The weakening of the aid operation threatens to deepen misery across the territory, where Israel’s air and ground offensive, launched in response to Hamas’ Oct. 7 attack in Israel, has killed more than 29,000 Palestinians, obliterated entire neighborhoods and displaced more than 80% of Gaza’s population of 2.3 million.
Heavy fighting and airstrikes have flared in the past two days in areas of northern Gaza that the Israeli military said had been largely cleared of Hamas weeks ago. The military on Tuesday ordered the evacuation of two neighborhoods on
Gaza City’s southern edge, an indication that militants are still putting up stiff resistance.
The north, including Gaza City, has been isolated since Israeli troops first moved into it in late October. Large swaths of the city have been reduced to rubble, but several hundred thousand Palestinians remain in the north and are largely cut off from aid.
They describe faminelike conditions in which families limit themselves to one meal a day and often resort to mixing animal and bird fodder with grains to bake bread.
“The situation is beyond your imagination,” said Soad Abu Hussein, a widow and mother of five children sheltering in a school in
Jabaliya refugee camp.
Ayman Abu Awad, who lives in Zaytoun, said he eats one meal a day to save whatever he can for his four children.
“People have eaten whatever they find, including animal feed and rotten bread,” he said.
The World Food Program said it was forced to pause aid to the north because of “complete chaos and violence due to the collapse of civil order.”
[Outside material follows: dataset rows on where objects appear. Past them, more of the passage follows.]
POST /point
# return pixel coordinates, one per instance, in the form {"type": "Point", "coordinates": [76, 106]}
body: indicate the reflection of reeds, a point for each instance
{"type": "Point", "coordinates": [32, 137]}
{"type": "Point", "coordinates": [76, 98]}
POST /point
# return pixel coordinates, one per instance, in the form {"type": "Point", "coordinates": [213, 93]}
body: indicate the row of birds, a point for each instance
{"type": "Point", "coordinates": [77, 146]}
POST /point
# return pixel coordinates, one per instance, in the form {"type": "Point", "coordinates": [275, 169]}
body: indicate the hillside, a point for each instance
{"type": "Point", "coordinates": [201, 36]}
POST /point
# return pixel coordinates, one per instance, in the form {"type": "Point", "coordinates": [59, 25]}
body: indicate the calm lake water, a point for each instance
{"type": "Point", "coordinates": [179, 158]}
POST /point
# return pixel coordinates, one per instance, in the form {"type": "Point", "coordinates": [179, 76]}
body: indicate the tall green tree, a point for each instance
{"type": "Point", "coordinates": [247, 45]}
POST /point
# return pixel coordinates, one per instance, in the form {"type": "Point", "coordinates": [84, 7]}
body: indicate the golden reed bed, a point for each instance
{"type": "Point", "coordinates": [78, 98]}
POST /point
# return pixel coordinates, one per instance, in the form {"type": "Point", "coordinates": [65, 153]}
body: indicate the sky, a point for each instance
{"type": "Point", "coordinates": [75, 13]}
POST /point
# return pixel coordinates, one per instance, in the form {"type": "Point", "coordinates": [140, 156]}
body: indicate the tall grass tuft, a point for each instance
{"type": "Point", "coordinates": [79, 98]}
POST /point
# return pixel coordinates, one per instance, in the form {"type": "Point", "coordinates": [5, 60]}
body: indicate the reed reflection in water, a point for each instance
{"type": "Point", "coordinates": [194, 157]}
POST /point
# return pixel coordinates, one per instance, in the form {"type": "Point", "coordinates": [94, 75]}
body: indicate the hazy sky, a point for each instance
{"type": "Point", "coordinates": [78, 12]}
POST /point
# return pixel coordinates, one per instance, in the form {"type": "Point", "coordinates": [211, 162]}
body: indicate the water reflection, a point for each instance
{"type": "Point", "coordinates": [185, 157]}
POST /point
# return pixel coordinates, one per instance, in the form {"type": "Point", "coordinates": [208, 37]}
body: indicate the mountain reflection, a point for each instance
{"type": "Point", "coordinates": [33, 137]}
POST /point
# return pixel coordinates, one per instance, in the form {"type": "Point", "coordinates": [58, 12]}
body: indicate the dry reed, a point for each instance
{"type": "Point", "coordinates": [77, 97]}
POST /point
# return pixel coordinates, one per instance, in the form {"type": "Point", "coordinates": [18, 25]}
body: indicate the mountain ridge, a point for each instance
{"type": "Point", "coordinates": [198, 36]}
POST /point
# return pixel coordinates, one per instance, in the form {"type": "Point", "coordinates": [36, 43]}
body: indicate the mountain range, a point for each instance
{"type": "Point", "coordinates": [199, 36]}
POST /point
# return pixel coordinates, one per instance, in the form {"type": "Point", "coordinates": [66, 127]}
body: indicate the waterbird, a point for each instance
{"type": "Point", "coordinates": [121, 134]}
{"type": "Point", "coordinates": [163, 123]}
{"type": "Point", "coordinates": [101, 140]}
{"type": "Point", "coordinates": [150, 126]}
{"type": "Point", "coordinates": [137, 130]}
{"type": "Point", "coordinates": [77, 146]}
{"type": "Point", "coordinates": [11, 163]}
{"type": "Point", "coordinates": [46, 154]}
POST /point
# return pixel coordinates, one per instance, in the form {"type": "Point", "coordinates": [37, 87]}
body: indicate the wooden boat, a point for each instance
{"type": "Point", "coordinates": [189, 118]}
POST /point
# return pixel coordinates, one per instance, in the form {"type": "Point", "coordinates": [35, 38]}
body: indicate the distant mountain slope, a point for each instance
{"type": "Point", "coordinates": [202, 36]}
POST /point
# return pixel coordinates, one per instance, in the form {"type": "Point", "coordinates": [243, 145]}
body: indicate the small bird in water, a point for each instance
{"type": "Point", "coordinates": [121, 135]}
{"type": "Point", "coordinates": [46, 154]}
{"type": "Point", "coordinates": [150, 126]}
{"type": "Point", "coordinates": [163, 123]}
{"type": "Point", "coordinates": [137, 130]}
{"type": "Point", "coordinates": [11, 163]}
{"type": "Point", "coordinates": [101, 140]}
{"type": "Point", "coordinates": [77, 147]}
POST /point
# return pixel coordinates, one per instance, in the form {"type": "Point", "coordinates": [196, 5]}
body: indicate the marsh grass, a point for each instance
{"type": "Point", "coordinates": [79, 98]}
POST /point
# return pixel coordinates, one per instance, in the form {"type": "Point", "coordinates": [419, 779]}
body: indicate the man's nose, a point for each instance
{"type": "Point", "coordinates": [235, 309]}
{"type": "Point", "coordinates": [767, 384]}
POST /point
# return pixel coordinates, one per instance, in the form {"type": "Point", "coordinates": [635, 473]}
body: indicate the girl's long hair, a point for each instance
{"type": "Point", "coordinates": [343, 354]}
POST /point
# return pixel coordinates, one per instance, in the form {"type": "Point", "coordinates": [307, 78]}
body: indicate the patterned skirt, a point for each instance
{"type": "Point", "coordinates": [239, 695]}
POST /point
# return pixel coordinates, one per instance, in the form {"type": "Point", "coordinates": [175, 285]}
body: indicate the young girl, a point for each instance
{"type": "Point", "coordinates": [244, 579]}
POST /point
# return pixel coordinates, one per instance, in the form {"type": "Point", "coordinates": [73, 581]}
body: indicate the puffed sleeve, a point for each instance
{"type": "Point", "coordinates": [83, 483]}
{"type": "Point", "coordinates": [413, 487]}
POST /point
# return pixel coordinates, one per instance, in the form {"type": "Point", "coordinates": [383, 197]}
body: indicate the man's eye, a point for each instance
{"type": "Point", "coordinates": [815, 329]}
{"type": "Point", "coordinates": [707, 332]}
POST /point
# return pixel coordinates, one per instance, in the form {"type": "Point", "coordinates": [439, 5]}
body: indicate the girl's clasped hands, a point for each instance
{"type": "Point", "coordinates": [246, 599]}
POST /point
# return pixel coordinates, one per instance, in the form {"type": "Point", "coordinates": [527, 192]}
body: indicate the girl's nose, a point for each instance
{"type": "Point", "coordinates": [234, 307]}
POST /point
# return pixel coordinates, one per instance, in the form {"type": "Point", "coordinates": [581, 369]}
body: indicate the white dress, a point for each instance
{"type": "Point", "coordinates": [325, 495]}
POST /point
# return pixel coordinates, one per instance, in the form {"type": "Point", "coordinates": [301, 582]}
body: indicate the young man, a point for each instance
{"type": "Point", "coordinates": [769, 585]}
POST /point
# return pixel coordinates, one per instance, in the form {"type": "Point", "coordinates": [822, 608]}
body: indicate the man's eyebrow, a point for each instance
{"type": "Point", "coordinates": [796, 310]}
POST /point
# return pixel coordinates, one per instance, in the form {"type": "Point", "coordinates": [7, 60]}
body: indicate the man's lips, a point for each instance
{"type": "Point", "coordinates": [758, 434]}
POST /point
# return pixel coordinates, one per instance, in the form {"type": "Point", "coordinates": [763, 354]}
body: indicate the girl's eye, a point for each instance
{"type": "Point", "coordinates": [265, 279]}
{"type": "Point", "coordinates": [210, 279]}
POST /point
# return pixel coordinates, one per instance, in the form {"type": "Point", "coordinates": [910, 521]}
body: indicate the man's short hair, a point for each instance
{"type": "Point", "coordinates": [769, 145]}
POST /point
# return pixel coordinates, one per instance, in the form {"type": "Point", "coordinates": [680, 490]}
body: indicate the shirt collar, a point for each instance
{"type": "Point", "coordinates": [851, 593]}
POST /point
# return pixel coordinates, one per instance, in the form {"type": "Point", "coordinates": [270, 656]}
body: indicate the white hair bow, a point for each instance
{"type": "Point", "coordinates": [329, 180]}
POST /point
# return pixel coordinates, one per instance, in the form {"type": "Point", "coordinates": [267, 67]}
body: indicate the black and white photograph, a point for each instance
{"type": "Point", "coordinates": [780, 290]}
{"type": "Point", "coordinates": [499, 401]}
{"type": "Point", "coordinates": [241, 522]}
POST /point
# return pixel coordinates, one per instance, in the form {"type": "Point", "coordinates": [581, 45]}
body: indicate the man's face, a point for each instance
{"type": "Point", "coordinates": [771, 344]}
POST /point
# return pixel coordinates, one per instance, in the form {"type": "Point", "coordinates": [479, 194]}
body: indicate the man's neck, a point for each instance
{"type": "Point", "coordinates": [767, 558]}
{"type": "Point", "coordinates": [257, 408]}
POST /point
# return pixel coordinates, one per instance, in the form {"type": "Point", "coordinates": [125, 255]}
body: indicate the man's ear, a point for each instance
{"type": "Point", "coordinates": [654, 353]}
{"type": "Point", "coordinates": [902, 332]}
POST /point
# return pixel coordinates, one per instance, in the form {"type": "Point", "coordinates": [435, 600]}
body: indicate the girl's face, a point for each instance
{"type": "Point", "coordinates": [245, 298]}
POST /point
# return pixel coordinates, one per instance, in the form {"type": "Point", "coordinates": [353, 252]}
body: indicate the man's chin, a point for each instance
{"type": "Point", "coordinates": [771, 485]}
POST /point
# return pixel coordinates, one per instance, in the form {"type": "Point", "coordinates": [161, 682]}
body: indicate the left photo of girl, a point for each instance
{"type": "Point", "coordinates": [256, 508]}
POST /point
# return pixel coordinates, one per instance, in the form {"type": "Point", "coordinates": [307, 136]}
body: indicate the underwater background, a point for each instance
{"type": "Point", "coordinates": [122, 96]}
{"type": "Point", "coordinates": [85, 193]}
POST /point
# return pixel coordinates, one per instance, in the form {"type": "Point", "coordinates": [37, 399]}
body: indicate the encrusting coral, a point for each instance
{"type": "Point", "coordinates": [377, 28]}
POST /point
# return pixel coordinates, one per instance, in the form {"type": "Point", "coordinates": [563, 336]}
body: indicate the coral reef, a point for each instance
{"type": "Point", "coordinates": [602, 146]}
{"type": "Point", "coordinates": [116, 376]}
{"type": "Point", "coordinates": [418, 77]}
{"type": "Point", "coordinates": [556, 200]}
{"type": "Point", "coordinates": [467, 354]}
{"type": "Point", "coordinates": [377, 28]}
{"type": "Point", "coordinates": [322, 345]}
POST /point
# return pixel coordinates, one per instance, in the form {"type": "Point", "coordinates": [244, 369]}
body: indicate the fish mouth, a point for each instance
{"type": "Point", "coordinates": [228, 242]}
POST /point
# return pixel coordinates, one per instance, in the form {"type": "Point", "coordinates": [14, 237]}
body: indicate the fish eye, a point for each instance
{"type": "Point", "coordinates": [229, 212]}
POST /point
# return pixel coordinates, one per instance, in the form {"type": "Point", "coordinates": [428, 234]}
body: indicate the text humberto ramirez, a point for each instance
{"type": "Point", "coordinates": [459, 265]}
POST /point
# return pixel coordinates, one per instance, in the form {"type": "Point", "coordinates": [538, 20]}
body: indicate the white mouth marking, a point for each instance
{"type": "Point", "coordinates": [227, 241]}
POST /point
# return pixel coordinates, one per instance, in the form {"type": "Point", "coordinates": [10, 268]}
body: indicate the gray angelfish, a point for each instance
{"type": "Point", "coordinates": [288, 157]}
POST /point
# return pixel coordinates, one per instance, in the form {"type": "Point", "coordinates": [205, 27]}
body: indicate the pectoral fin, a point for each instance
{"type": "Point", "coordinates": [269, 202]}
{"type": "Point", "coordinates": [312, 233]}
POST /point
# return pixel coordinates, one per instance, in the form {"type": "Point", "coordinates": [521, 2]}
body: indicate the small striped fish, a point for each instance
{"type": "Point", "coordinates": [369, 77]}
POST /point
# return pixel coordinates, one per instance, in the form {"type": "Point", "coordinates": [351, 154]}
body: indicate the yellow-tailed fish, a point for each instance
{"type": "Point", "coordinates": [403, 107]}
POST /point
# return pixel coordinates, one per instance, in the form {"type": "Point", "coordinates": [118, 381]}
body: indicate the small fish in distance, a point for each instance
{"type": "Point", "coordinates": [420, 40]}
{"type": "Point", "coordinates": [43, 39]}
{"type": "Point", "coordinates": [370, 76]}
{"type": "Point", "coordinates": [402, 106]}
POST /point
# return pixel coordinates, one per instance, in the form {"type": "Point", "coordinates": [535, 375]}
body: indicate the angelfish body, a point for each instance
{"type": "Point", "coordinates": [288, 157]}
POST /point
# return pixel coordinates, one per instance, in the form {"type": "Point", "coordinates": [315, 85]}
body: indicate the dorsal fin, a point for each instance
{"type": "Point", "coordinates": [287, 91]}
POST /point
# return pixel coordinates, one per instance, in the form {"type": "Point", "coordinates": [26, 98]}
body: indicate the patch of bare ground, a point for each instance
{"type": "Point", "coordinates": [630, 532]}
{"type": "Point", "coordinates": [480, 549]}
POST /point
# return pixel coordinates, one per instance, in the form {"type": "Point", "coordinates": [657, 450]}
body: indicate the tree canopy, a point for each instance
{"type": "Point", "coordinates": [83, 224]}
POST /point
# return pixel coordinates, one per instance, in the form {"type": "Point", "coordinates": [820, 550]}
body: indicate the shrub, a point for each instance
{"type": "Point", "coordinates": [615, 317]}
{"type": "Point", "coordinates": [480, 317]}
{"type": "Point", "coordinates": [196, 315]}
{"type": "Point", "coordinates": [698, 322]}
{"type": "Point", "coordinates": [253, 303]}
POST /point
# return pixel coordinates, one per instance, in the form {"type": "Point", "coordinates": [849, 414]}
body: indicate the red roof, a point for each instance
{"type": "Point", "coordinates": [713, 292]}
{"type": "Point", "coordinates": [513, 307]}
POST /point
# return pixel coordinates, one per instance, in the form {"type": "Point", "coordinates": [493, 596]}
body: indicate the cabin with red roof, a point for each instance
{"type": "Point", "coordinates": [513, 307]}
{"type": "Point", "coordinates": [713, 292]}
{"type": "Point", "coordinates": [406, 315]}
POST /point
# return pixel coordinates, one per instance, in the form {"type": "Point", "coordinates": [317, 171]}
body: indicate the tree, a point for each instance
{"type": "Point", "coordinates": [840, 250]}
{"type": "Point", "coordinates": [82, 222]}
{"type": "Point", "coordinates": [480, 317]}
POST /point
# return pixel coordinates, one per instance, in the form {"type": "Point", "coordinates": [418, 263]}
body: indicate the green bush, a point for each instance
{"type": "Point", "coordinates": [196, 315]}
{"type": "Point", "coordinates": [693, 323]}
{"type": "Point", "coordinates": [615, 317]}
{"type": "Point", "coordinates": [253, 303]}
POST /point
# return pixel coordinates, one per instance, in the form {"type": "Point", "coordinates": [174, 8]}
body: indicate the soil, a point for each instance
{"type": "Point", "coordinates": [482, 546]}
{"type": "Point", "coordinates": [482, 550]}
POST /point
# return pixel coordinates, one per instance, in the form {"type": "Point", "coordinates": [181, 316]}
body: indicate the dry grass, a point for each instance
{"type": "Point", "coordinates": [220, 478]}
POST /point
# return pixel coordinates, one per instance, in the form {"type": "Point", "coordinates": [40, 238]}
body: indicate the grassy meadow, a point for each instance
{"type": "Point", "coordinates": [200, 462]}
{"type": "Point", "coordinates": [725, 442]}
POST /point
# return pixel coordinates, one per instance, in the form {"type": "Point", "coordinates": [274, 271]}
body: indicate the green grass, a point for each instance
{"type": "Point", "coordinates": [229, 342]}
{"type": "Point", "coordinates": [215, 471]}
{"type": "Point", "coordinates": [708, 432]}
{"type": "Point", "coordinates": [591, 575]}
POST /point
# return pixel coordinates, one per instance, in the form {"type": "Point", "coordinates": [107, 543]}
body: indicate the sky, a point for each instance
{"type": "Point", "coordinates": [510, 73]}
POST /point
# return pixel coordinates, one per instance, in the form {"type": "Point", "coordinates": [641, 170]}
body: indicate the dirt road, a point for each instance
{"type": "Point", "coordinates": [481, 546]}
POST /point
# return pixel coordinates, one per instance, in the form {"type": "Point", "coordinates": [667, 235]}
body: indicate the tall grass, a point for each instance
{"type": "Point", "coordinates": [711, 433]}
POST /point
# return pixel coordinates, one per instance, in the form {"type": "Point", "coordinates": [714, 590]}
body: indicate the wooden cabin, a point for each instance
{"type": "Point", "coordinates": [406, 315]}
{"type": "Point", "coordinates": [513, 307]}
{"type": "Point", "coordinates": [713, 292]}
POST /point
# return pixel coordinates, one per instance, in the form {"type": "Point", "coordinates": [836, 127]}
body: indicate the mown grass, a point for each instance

It said it had first suspended deliveries to the north three weeks ago after a strike hit an aid truck. It tried resuming this week, but convoys on Sunday and Monday faced gunfire and crowds of hungry people seizing goods and beating one driver.
WFP said it was working to resume deliveries as soon as possible. It called for the opening of crossing points for aid directly into northern Gaza from Israel and a better notification system to coordinate with the Israeli military.
It warned of a “precipitous slide into hunger and disease,” saying, “People are already dying from hunger-related causes.”
UNICEF official Ted Chaiban said in a statement that Gaza “is poised to witness an explosion in preventable child deaths, which would compound the already unbearable level of child deaths in Gaza.”
The report released Monday by the Global Nutrition Cluster, an aid partnership led by UNICEF, found that in 95% of Gaza’s households, adults were restricting their own food to ensure small children could eat, while 65% of families were eating only one meal a day.